NSERC Postdoctoral Fellow | Université de Sherbrooke

I am a plant ecologist who uses a blend of field observations and experiments to investigate the factors underlying the wide-ranging responses of species to environmental shifts and global change and how this variation in species responses can scale up to impact larger-scale community and ecosystem dynamics. I have worked in a diverse range of environments, including urban areas, grasslands, deserts, and forests.

In my postdoctoral work with Dr. Mark Vellend at the Université de Sherbrooke, I am examining the climatic drivers of species’ phenological shifts and how variation in species sensitivities, both in magnitude and to particular climatic events, impact current and future species interactions, flowering synchrony, and overall community structure.

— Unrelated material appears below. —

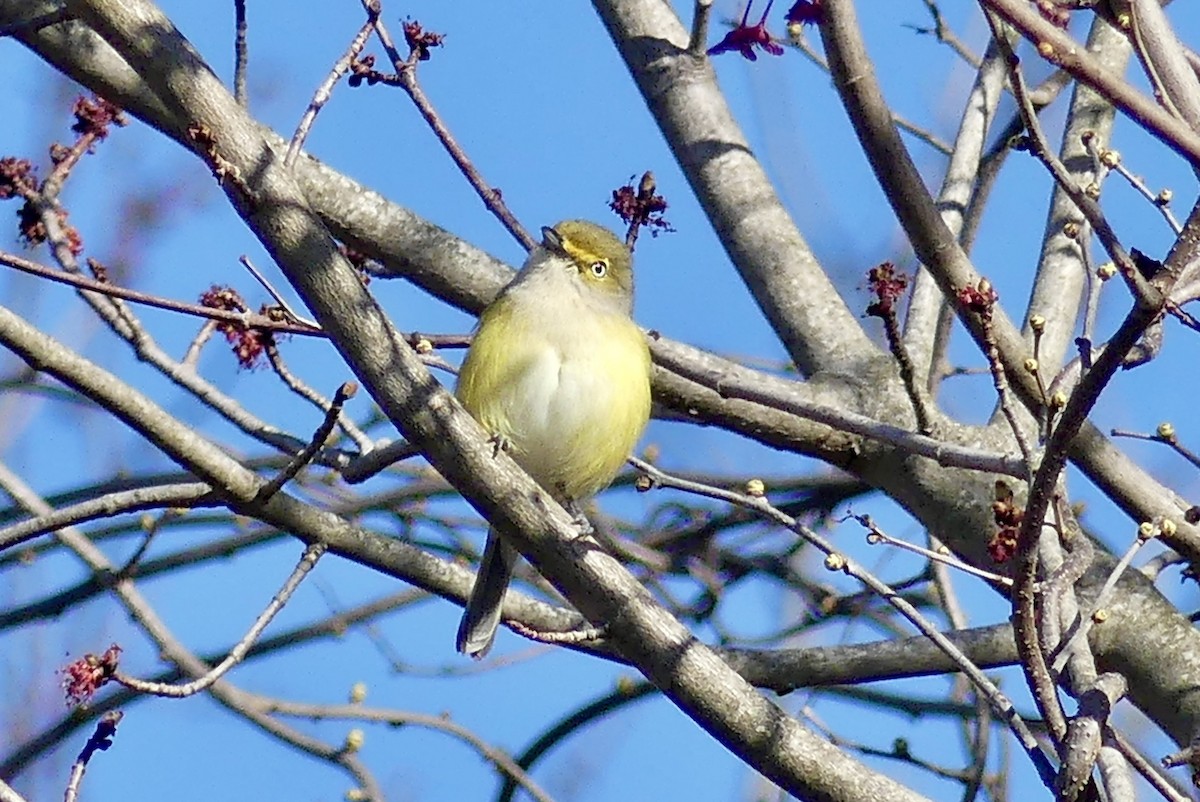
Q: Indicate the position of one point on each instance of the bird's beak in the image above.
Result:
(551, 240)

Before that, I was an Ike Russell Postdoctoral fellow at the University of Arizona, where I worked with Dr. Deborah Goldberg, Dr. Larry Venable, Dr. Brian Enquist, and the members of the Desert Laboratory on Tumamoc Hill to examine patterns in species sensitivities to climate and its impacts on 100+ years of community change. I completed my PhD (2021) with Dr. JC Cahill at the University of Alberta, where I used lab and field experiments to test the role of size in plant-plant interactions and species diversity. I completed my BSc (2014) at Dalhousie University, where I worked on a project examining species growth and community dynamics on green roofs in Dr. Jeremy Lundholm’s lab at Saint Mary’s University.